Duhautcilly en conclut que les Anglais poussent les Merina « en avant » et les payent. Ces derniers prennent l'argent « utile et bien reçu partout, mais ils se fatiguent d'être ainsi entraînés dans des guerres interminables et ne paraissent guère sympathiser avec les Anglais ».

Cependant, toujours selon le Français, ils ne peuvent faire autrement. Toutes les côtes orientales s'insurgent contre eux et ils ont besoin du secours des Anglais. « Mais il paraît très certain qu'avec beaucoup moins de frais, nous serions beaucoup mieux dans ce pays. Les Hova ne s'en cachent pas et les Anglais s'en aperçoivent. »

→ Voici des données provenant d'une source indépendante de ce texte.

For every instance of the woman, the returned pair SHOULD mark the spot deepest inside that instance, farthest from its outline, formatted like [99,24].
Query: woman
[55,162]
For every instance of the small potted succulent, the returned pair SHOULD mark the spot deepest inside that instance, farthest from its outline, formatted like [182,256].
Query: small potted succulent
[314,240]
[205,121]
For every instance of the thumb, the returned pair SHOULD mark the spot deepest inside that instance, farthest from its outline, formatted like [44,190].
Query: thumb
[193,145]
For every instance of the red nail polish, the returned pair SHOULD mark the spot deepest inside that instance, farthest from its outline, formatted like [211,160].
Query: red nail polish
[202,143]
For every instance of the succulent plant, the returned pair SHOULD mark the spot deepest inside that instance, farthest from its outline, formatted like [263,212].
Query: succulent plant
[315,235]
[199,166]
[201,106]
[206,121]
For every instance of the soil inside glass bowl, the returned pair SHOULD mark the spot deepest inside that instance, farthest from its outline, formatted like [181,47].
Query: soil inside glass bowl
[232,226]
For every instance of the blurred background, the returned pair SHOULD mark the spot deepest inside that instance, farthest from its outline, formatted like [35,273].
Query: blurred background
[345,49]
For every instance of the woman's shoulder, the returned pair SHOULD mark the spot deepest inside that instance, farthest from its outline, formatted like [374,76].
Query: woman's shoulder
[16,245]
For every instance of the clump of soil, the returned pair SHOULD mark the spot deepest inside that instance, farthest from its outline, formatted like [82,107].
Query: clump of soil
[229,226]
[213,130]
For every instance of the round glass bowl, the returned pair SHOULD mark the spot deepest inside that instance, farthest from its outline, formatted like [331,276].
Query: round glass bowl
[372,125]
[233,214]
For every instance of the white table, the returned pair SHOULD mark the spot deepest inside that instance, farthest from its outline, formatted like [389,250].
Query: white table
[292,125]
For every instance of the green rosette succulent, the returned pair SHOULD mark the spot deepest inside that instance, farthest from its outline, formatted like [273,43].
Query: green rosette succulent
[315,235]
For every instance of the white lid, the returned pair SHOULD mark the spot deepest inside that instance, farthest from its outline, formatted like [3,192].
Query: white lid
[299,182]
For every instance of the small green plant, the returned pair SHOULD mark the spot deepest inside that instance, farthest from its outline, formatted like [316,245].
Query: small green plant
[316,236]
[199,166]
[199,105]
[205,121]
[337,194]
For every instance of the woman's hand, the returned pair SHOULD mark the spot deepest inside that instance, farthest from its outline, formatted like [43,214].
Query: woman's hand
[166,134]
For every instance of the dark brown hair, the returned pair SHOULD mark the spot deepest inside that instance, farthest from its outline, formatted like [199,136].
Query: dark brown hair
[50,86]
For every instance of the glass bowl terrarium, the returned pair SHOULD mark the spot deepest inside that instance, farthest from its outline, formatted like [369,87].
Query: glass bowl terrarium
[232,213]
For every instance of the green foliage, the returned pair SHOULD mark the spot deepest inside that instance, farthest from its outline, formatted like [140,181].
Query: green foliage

Par ailleurs, Duhautcilly se rend compte qu'à cette époque, aucun Français ne se trouve auprès de Radama pour lui traduire la lettre envoyée par De Freycinet. Il craint qu'elle le soit par un missionnaire anglais et alors cela se fera « d'une manière peu fidèle ».

Et tandis que la Mayenne passe un jour et demi en rade de Foulpointe, le Barracouta y mouille aussi. Le 30 juillet, elle embarque cent cinquante à deux cents soldats merina et lève l'ancre. Comme le lendemain la Mayenne quitte aussi Foulpointe pour Sainte-Marie, Duhautcilly veut voir où le « Barracouta» est allé. « Nous explorâmes la côte jusqu'à Fénérive. À petite distance, nous n'y vîmes point la corvette anglaise. » À son arrivée à Sainte-Marie, le 31 juillet, il apprend que celle-ci est passée le matin même et qu'elle a opéré un débarquement à Larée, un promontoire en face de l'ile.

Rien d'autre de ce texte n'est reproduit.